Good suggestions below. Sometimes kids hold it together when they are in public, and let loose on parents.
But she may also be doing this because she CAN. I totally understand that you don't have time to fool around in the morning because you have to get to work. But coming home from the program at school when she wouldn't get out of the car? If you have a garage and it's safe, I'd have left her in there and I'd have told her to come inside when she was ready. I'd have taken myself - her audience - away from the situation.
You say there's no talking to her when she's upset - I agree. Don't do it. The thing to do with a tantrum is ignore it. Now, you can't allow her to have a meltdown in certain places in public (church, a wedding, a funeral, the office), but you can remove her from the situation with as little fanfare as possible and absolutely not engage with her. I've left my kid in his carseat or booster, stood outside the car with a book or a crossword puzzle, within sight so he knew I was not abandoning him but far enough that he knew I wasn't listening to him either.
I agree with a code word (such as "Are you arguing with me?") that informs her that consequences are imminent. And then follow through. Losing privileges next weekend for an infraction today won't work at this age. But losing out on a story before bed (or a half hour of TV or whatever her pleasures are) because of a tantrum she threw an hour before DOES work.
She may also like having you carry her and fasten her seatbelt. She has some control over you that way. So make it unrewarding enough by ignoring her completely, and just do what is necessary to keep her safe. So, if she won't put her coat on in the morning, take her across the street with to B&A care with no coat. She'll live. She'll be cold but she will survive just fine.
We had a parents' workshop with a facilitator on just this topic. The expert advice was to adopt the attitude of "How unfortunate for you, my child." The child has to learn that decisions she makes can backfire. Example: Child refuses to put on gloves to go to recess even when teacher instructs. Rather than get into a battle, the teacher tells the child she will not be able to come back in to get gloves if she changes her mind. Of course, within 5 minutes, the child has cold hands. Teacher on recess duty says, "How unfortunate for you. MY hands are nice and warm because I put on my gloves." So child has to stay on playground with hands in pockets, not playing. Teacher does not give the child her gloves, does not send anyone in to get the gloves, does not engage in further conversation with child. Next day, child wears gloves.

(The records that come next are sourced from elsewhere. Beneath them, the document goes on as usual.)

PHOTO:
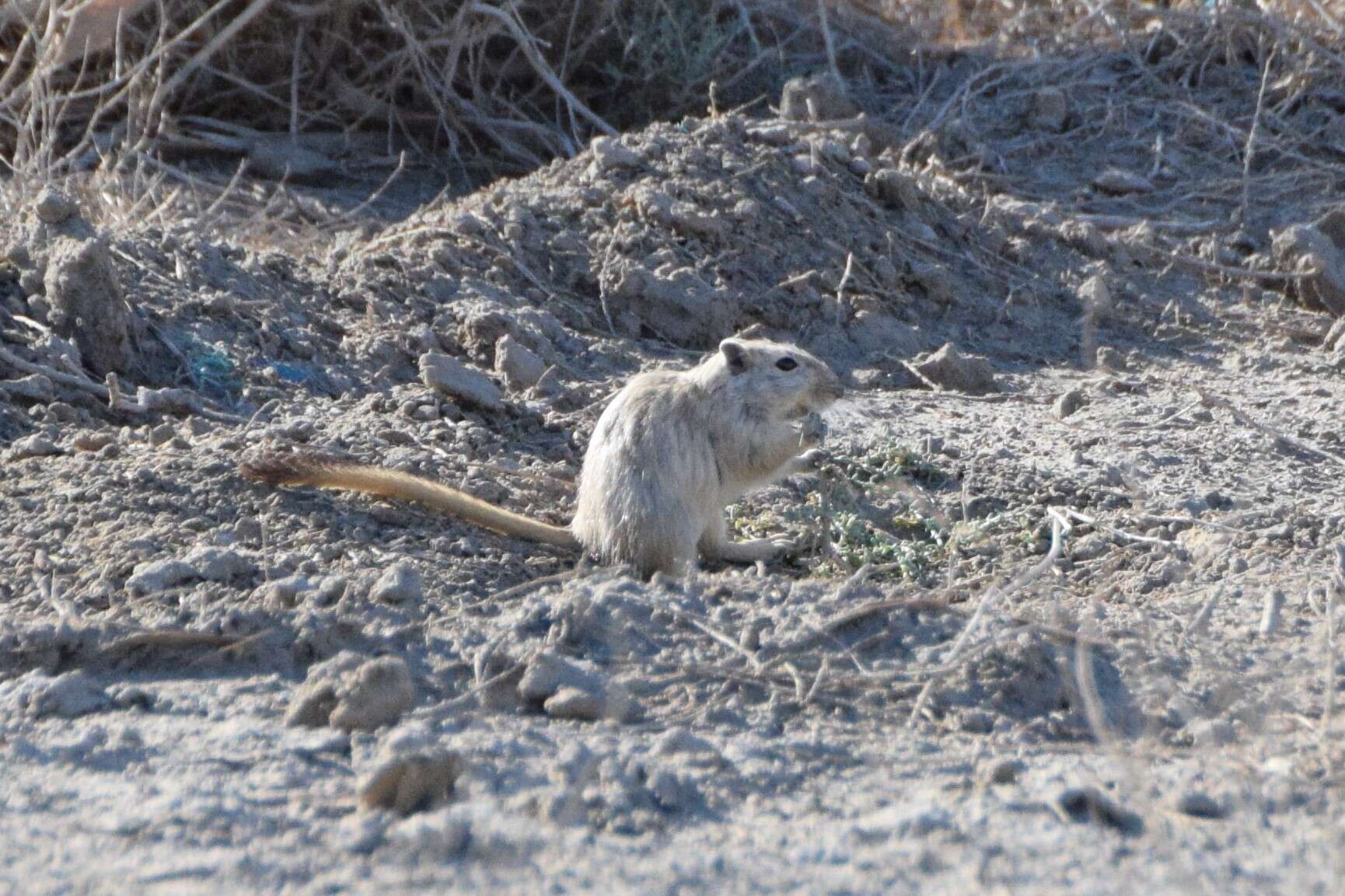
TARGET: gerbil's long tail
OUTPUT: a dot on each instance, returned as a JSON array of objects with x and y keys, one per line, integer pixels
[{"x": 322, "y": 471}]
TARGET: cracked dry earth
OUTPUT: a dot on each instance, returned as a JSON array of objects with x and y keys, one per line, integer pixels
[{"x": 1090, "y": 653}]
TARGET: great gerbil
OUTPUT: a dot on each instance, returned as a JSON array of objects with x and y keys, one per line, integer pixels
[{"x": 669, "y": 454}]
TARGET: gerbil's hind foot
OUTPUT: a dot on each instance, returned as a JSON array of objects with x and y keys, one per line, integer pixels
[{"x": 751, "y": 552}]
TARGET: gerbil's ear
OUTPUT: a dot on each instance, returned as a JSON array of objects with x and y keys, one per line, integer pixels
[{"x": 735, "y": 353}]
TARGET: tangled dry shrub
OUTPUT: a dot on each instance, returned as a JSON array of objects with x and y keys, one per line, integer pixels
[{"x": 475, "y": 84}]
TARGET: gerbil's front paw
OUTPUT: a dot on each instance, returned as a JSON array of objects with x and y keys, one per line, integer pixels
[{"x": 812, "y": 431}]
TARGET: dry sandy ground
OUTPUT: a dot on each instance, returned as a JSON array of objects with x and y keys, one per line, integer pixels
[{"x": 1060, "y": 625}]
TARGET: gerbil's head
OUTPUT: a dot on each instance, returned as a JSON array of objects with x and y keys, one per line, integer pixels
[{"x": 781, "y": 377}]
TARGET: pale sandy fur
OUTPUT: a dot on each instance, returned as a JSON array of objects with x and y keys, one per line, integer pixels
[{"x": 669, "y": 454}]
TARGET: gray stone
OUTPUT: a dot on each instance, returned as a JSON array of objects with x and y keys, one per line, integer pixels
[
  {"x": 519, "y": 366},
  {"x": 453, "y": 378},
  {"x": 1070, "y": 403},
  {"x": 53, "y": 206},
  {"x": 610, "y": 154},
  {"x": 86, "y": 303},
  {"x": 35, "y": 445},
  {"x": 1199, "y": 805},
  {"x": 400, "y": 583}
]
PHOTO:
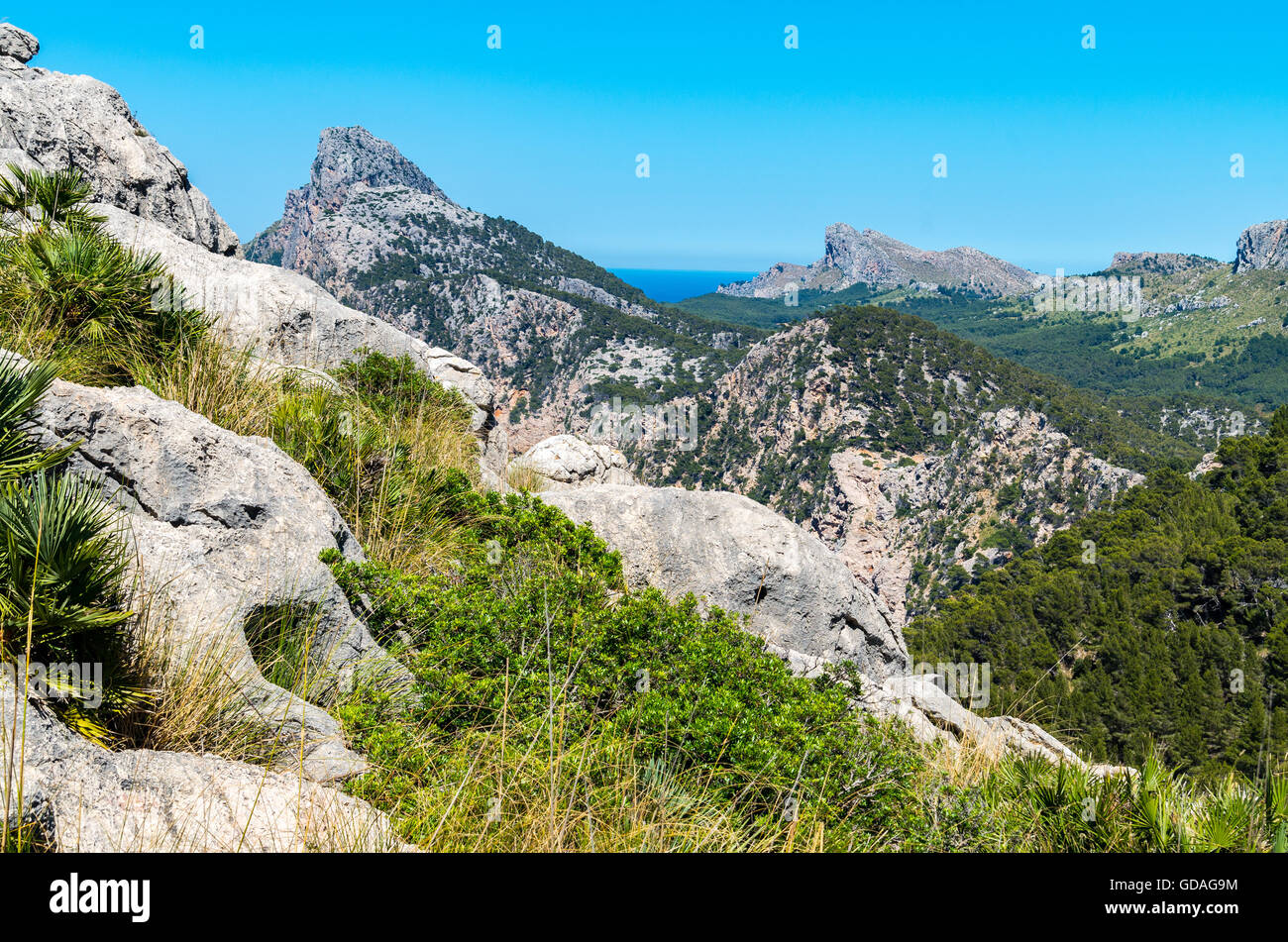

Same goes for giving in to a tantrum in the store. I've checked out of a grocery store with only half of what's on my list, because my kid had a meltdown over not getting a candy bar. I don't get the candy bar, but I also don't buy the things my kid enjoyed that weren't essential. "How unfortunate for you. You had a tantrum in the store so I couldn't allow everyone else to listen to your screaming while I shopped for juice boxes and your favorite cereal." And later, "How unfortunate for you that I don't have time for X because I now have to go back to the store for what DAD AND I needed and I didn't have time to buy due to your tantrum." No endless lecture, just simple facts.
So, your child can go to daycare with or without a coat, but she can't opt to stand there and fuss, thereby controlling YOUR day. She can choose to fuss and cry with the providers (they're used to it) but she can't make you late to work. She can choose to sit in the garage bored to tears, but she can't make you stay there and carry her in the house.
It's okay for kids to be unhappy, angry, frustrated, and disappointed sometimes. They have to learn to calm down and get over it. We can't always make them happy, and experts think we shouldn't all the time.
And believe me, the other kids do similar things with their own parents. You just aren't seeing it.